I have also noticed that the vast majority of the members of the coffee church community are not engaged in Christian ministry inside the church (as one might expect of seminary students). But they are engaged in ministry elsewhere—in their world, in their sphere of influence. Their ministry has moved outside the church walls to the classroom as teachers, to social service agencies, to the community at large.
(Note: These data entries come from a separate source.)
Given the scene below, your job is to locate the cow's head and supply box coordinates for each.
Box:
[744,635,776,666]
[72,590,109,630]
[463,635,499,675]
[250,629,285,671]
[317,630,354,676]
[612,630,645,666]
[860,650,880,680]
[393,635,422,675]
It seems as though the members of the coffee church community who are currently seminary students or who have been see that both this traditional model of church and of teaching how to be the church has definitely not been effective. I would counter Frost and Hirsch’s question, “how have these tools reinvented us?” by saying that they have definitely served to reinvent members of coffee church. Reinvented? Most certainly, as the coffee church community seems to embrace a missional perspective which pervades itself throughout each gathering and in the lives of the members. Not reinvented in the traditional sense of the word but reinvented in the calling into question modern ways of doing things, eliciting post-modern thinking instead.

Sunday, February 19, 2006

response to group blogs on a churchless faith.

Kyle.
“They were not locating the gospel or God in the traditional churches.”
What a sad commentary on our traditional churches. If the neither gospel nor God can be spotted here what is it they see?
“Answers are not always there. The traditional church likes to think of itself as the answer dispenser when the truth is that God doesn’t always give us answers.”
Why do we feel as though we ought to have answers—and who is this “we” I am referring to? Is it just the church, is it a generational thing, is a personality quirk, is it an issue of the past, an issue of the heart--pride? How true if we simply would embrace this fact and live discovering the answers.

Eric.
“…I appreciate deeply the difficulty and temptations that accompany the continual changing of dirty diapers, the cleaning of dirty faces, and the management of childish fits.”
I love this parallel of parenthood to those of us who serve as spiritual parents in a sense—or at least in helping to raise others spiritually. What an image of habitual sin, of sin that leaves its mark, and the loss of control we give up to Christ daily.
“We share testimony of how God is meeting us where we are at in the journey. We find ourselves encouraged and inspired by those stories shared….Others contribute and in so doing we walk through life together, sharing our journeys and discoveries together. In this way, there is permission for everyone to be where they are in their journey, but to entrust themselves to others who may be further along in the journey toward a Christ-like life.”
What beneficial time spent together. This type of participatory worship calls forth everyone to participate—either in sharing, in supporting, in listening, or in questioning how will his or her life be different as a result of what was shared.

Drew.
“They don’t feel like they fit into the church…however, they still consider themselves a part of the church because they haven’t fully withdrawn yet.”
What an awkward place in which to find oneself. I thought it was interesting to note that you identified several of your friends within the context of the four stages mentioned in Jamieson’s book. I wonder why these people have not completely left—I guess maybe they eventually will. Why is it that they haven’t fully withdrawn—what about the church keeps holding them?
“…but more importantly we will be able to be a community that disagrees yet still decides to be in community despite their disagreement because relationships are formed.”
I definitely think this is why you are still able to have contact with them and still be a part of their journey. I am left to wonder that if the church had established caring, trusting, and nurturing relationships with these individuals would they still leave or would their be the freedom to journey alongside them in the process—whether seeking new alternatives or living out their new identity.